鉄の道を歩く-鉄の文化館めぐり(1) 安来市・雲南市
安来市、奥出雲町、雲南市は、いにしえから続く「たたら製鉄」という独自の地域文化を語り継ごうと「鉄の道文化圏」を形成している。日本遺産認定もその取り組みの1つの成果だが、1987年にスタートした文化圏プロジェクトの核は、鉄の文化を伝え未来へとつなぐための鉄の文化館の設置。ひと口に「たたら」といってもなかなか伝わりにくいが、平成の大合併以前の旧6市町村に点在する各館をめぐるのが、地域の物語への理解を深める近道となる。
和鋼博物館/安来市
たたら製鉄の世界への入口は、安来市の和鋼博物館。たたらの歴史から生産技術、流通にいたるまでを資料展示や映像、体験を通して多角的に伝える、日本で唯一のたたら製鉄の総合博物館だ。
博物館目前は、鉄の積出港だった安来港。もともとは同市で操業している日立金属が企業ミュージアムとして開設したもので、国の重要有形民俗文化財に指定されている「たたらによる和鋼生産用具」や、足踏み式の送風装置「天秤ふいご」など歴史的な資料が多い。たたら操業時に使用していた道具のほか、たたら製鉄の粋を集めた日本刀など貴重なものも並ぶ。企画展や講演会なども開かれる。5カ国語の解説文もある。
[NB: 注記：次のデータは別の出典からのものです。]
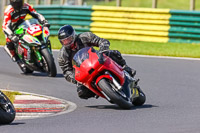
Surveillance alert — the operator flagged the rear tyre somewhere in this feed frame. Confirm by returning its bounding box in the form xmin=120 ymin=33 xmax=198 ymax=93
xmin=17 ymin=62 xmax=33 ymax=74
xmin=0 ymin=91 xmax=16 ymax=124
xmin=41 ymin=48 xmax=57 ymax=77
xmin=98 ymin=79 xmax=132 ymax=109
xmin=132 ymin=86 xmax=146 ymax=106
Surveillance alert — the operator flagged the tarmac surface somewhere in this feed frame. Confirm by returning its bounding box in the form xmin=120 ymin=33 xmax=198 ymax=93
xmin=13 ymin=92 xmax=76 ymax=120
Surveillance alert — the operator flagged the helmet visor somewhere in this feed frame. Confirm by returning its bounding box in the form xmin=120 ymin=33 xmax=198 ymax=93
xmin=12 ymin=1 xmax=24 ymax=11
xmin=60 ymin=33 xmax=75 ymax=47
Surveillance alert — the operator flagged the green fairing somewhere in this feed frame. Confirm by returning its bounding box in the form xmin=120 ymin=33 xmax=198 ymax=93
xmin=34 ymin=50 xmax=42 ymax=61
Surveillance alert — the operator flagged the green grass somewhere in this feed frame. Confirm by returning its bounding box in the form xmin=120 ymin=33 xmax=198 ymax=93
xmin=0 ymin=28 xmax=200 ymax=58
xmin=84 ymin=0 xmax=200 ymax=10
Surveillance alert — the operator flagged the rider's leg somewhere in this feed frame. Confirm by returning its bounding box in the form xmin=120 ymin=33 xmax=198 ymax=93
xmin=106 ymin=50 xmax=136 ymax=77
xmin=77 ymin=84 xmax=96 ymax=99
xmin=4 ymin=41 xmax=19 ymax=62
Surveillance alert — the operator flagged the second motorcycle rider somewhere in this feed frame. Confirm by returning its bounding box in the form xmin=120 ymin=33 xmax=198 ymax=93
xmin=2 ymin=0 xmax=48 ymax=61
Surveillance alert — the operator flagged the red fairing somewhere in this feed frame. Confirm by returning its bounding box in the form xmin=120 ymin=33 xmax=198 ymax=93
xmin=73 ymin=49 xmax=125 ymax=97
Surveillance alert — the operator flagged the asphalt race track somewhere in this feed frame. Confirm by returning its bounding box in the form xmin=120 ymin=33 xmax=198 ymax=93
xmin=0 ymin=48 xmax=200 ymax=133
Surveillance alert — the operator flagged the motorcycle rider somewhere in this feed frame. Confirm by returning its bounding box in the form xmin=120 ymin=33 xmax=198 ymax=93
xmin=58 ymin=25 xmax=136 ymax=99
xmin=2 ymin=0 xmax=48 ymax=61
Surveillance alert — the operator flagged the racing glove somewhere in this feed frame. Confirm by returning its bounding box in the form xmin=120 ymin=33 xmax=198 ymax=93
xmin=8 ymin=35 xmax=19 ymax=43
xmin=67 ymin=74 xmax=77 ymax=84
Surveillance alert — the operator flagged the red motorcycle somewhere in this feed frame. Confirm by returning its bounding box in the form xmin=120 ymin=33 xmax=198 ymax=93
xmin=72 ymin=47 xmax=146 ymax=109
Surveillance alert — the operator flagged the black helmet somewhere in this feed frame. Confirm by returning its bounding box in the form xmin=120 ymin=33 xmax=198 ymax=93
xmin=58 ymin=25 xmax=75 ymax=49
xmin=10 ymin=0 xmax=24 ymax=12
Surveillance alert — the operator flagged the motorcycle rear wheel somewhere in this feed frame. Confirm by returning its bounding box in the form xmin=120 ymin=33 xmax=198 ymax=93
xmin=98 ymin=79 xmax=132 ymax=109
xmin=41 ymin=48 xmax=57 ymax=77
xmin=132 ymin=86 xmax=146 ymax=106
xmin=0 ymin=91 xmax=16 ymax=124
xmin=17 ymin=62 xmax=33 ymax=74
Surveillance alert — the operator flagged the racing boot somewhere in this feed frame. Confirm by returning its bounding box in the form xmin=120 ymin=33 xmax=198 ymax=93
xmin=4 ymin=45 xmax=19 ymax=62
xmin=123 ymin=65 xmax=136 ymax=78
xmin=77 ymin=84 xmax=96 ymax=99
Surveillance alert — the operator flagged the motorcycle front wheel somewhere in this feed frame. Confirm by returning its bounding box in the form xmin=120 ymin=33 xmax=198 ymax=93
xmin=41 ymin=48 xmax=57 ymax=77
xmin=98 ymin=79 xmax=132 ymax=109
xmin=0 ymin=91 xmax=16 ymax=124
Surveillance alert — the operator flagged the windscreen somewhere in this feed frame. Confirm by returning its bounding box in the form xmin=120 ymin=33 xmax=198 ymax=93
xmin=72 ymin=47 xmax=98 ymax=67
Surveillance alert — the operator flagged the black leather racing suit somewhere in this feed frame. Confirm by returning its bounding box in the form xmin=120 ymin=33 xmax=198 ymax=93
xmin=58 ymin=32 xmax=126 ymax=99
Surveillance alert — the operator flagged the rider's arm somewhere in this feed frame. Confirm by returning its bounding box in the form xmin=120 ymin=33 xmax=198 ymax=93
xmin=79 ymin=32 xmax=110 ymax=51
xmin=58 ymin=47 xmax=76 ymax=84
xmin=26 ymin=3 xmax=47 ymax=24
xmin=2 ymin=6 xmax=13 ymax=36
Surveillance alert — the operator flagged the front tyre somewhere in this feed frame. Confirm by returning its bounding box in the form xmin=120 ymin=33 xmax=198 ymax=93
xmin=98 ymin=79 xmax=132 ymax=109
xmin=41 ymin=48 xmax=57 ymax=77
xmin=0 ymin=91 xmax=16 ymax=124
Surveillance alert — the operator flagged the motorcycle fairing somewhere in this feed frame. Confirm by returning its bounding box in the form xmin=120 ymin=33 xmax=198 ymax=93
xmin=73 ymin=47 xmax=125 ymax=97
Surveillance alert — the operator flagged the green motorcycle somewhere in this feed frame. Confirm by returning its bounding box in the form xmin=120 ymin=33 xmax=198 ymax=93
xmin=15 ymin=19 xmax=57 ymax=77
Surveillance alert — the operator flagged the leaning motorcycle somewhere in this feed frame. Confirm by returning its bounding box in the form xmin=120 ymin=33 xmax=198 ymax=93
xmin=72 ymin=47 xmax=146 ymax=109
xmin=0 ymin=91 xmax=16 ymax=124
xmin=11 ymin=19 xmax=57 ymax=77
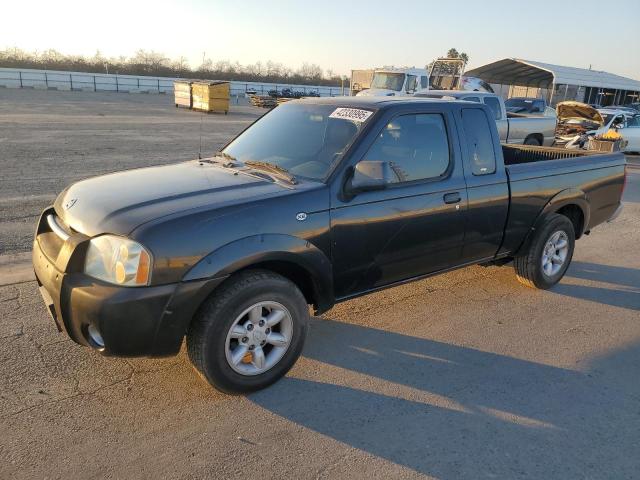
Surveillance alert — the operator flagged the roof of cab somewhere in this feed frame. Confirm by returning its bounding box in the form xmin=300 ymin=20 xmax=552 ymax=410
xmin=415 ymin=90 xmax=496 ymax=98
xmin=287 ymin=96 xmax=452 ymax=108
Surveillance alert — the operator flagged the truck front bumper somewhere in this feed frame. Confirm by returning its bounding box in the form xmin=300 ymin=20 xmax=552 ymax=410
xmin=32 ymin=210 xmax=224 ymax=356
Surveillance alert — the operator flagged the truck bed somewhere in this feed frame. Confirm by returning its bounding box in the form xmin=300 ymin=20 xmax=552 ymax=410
xmin=502 ymin=145 xmax=626 ymax=255
xmin=502 ymin=145 xmax=602 ymax=165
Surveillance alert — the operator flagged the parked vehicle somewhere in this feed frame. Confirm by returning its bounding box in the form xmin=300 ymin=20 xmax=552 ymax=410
xmin=461 ymin=76 xmax=495 ymax=93
xmin=415 ymin=90 xmax=556 ymax=146
xmin=556 ymin=101 xmax=635 ymax=149
xmin=33 ymin=97 xmax=625 ymax=392
xmin=504 ymin=97 xmax=547 ymax=115
xmin=356 ymin=68 xmax=429 ymax=97
xmin=604 ymin=105 xmax=640 ymax=116
xmin=618 ymin=114 xmax=640 ymax=153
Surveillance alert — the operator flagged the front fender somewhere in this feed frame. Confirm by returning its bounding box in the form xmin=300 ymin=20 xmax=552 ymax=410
xmin=183 ymin=234 xmax=334 ymax=311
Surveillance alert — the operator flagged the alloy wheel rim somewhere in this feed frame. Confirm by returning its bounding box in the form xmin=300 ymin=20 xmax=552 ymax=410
xmin=225 ymin=302 xmax=293 ymax=376
xmin=542 ymin=230 xmax=569 ymax=277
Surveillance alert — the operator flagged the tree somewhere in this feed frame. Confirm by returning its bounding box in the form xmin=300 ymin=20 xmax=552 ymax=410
xmin=0 ymin=47 xmax=340 ymax=86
開館は9―17時、水曜休み。入館料は一般300円、団体250円。
金屋子神話民俗館/安来市
安来市広瀬町には、鉄の守護神「金屋子神」をまつる金屋子神社がある。金屋子神話民俗館は神社に隣接。金屋子神にまつわる神話やたたらについての民話を5つのコーナーで紹介している。金屋子神をテーマに、原始から現在までの地域の人々がどのように暮らしを営み、風土を形成してきたか。歴史だけでなく民俗まで、たたらにまつわるストーリーの一端を伝える。江戸時代に、金屋子神社へ寄進した人たちの分布図が掲示されており、たたら製鉄が中国地方全域に広がっていたことがわかり興味深い。
開館時間、入館料は基本的に和鋼博物館と同じ。
鉄の未来科学館/雲南市
たたら師たちの仕事場兼住居「菅谷たたら山内」が残る雲南市では、まず鉄の歴史村と呼ばれる吉田町の鉄の未来科学館で製鉄そのものを学ぼう。古代からの製鉄炉の構造の変遷から、製鉄産業の歴史を紹介、現代の最新技術にも触れることで鉄文化の可能性と未来について考察を深められる。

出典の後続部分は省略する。